Many sales managers dread performance reviews since the process has such a bad reputation. Although evaluations may seem to be more job than joy, the task is a vital part of managing a salesteam. In fact, Dick Grote, author of The Performance Appraisal Question and Answer Book, suggests performance appraisals “can be the most important tool in the sales manager’s arsenal to develop a high-performing, totally committed sales team”. Perhaps because the process is so daunting, Grote explains that too often the sales manager “squanders the chance to build sales excellence because of a lack of courage to tell people the truth about how they are doing”. Get in the habit of praising performers and weeding out dead weight by using the following guidelines to firm up your review process:
1. Elements of a review. Each appraisal should include quantitative measures like total sales, sales versus quota, client presentations per day and week, sales per week and month, and close rate. As quotas are a large element of a review, it’s important to understand how your reps view the system. If the quota was handed down from the top, the salesperson doesn’t identify with it, feels it’s unfair and has a hard time meeting the quota. A quota system is powerful only if the salesperson worked with his or her manager to develop it.

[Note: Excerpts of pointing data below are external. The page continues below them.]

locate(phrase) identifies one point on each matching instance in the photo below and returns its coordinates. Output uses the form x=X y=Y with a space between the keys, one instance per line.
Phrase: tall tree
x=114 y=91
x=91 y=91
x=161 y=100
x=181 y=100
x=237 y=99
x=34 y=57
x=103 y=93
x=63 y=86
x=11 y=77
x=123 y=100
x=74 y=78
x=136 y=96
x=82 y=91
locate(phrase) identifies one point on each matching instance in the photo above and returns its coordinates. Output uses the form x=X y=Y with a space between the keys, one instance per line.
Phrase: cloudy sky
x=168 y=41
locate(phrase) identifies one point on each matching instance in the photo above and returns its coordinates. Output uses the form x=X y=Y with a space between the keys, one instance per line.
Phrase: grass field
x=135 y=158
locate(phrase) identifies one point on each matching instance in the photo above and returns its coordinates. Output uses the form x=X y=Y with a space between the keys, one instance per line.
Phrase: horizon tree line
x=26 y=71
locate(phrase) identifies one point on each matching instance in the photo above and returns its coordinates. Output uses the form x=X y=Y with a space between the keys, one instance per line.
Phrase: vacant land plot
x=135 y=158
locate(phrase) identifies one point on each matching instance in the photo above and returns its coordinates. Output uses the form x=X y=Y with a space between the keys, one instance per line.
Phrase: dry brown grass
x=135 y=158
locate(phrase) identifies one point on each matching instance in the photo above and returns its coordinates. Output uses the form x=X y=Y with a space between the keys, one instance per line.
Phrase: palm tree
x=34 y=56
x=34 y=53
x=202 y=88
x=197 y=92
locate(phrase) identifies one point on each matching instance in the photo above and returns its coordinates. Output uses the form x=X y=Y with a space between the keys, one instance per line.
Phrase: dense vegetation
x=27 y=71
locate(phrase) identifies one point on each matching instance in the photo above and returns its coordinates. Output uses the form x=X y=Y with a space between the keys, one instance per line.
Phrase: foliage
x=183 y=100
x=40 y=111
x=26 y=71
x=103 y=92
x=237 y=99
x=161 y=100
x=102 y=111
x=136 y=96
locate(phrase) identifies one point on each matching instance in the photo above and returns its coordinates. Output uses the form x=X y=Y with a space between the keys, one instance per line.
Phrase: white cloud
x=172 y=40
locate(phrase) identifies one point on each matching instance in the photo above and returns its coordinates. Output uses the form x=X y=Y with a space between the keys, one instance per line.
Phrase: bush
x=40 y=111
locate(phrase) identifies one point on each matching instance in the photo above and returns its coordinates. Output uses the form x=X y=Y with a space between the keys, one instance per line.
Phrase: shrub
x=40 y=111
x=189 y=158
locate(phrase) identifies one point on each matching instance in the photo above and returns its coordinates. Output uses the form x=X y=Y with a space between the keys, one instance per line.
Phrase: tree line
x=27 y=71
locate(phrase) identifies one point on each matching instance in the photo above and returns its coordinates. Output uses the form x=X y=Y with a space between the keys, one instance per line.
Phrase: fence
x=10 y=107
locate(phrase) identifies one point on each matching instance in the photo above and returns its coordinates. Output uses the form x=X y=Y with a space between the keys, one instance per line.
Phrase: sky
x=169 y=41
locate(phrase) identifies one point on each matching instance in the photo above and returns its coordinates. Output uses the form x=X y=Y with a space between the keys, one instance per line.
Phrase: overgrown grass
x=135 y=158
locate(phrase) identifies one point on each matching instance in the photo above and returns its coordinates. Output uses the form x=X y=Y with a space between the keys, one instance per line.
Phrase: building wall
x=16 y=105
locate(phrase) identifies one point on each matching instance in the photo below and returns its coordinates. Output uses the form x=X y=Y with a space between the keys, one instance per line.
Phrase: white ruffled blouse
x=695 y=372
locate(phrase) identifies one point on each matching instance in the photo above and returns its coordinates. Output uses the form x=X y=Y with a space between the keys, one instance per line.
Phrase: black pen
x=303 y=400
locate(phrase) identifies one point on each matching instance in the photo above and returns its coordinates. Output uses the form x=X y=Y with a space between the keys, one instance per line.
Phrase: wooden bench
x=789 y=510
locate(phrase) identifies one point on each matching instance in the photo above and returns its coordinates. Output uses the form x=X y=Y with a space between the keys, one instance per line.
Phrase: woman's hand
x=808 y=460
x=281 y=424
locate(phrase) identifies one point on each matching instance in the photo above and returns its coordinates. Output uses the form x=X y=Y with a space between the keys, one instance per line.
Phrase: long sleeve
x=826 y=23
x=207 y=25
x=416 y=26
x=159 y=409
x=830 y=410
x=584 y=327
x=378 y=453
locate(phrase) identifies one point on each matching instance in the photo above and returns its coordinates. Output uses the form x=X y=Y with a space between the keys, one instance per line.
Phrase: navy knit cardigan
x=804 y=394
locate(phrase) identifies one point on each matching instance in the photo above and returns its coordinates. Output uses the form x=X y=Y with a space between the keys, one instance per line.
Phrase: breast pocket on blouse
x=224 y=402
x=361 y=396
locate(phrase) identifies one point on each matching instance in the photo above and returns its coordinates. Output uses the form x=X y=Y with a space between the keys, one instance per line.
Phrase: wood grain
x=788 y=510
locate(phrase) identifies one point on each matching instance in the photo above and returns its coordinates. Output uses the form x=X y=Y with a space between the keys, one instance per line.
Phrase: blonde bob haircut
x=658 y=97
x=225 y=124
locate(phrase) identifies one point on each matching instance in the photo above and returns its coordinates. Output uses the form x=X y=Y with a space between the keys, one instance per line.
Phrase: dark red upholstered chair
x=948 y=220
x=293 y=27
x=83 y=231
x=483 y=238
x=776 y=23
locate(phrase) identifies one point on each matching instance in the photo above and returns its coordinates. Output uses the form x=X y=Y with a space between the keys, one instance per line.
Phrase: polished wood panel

2. Beyond quotas. After the quantitative measures are covered, Grote encourages managers to focus on the more qualitative aspects of selling, including “impact and influence” and “achievement orientation”. Grote describes impact and influence as behaviours that include building networks, seeking advice and using a group process to lead or influence the group. Achievement orientation manifests itself as taking initiative, doing more than asked and looking for problems to fix.
3. Frequency. Reviews should be done on a regularly scheduled basis. A new recruit should be reviewed more frequently at first, and then at least every three months. Normal reviews should be conducted quarterly, and managers should allow enough time to prepare and conduct each review. Most of them don’t do either of these functions very well. They fail to realise that it’s not time lost, it’s actually time well invested.
4. Good news, bad news. Your sales force may dread reviews as much as you do. But when it is done with enthusiasm and optimism, it’s a powerful motivating tool. Compliments should be lavish and criticism should be fair, calm, supportive and constructive.
One of the reasons reviews lurk at the nadir of your to-do list is that there may be bad news to deliver. If a rep isn’t selling, Grote suggests an entrepreneur do the thorny work of firing.“Don’t undertake the burden of improvement – think replacement,” says Grote.“Managers tend to wait way too long to fire obvious losers.”
Remember that the only thing worse than toomuch turnover is none when there should be.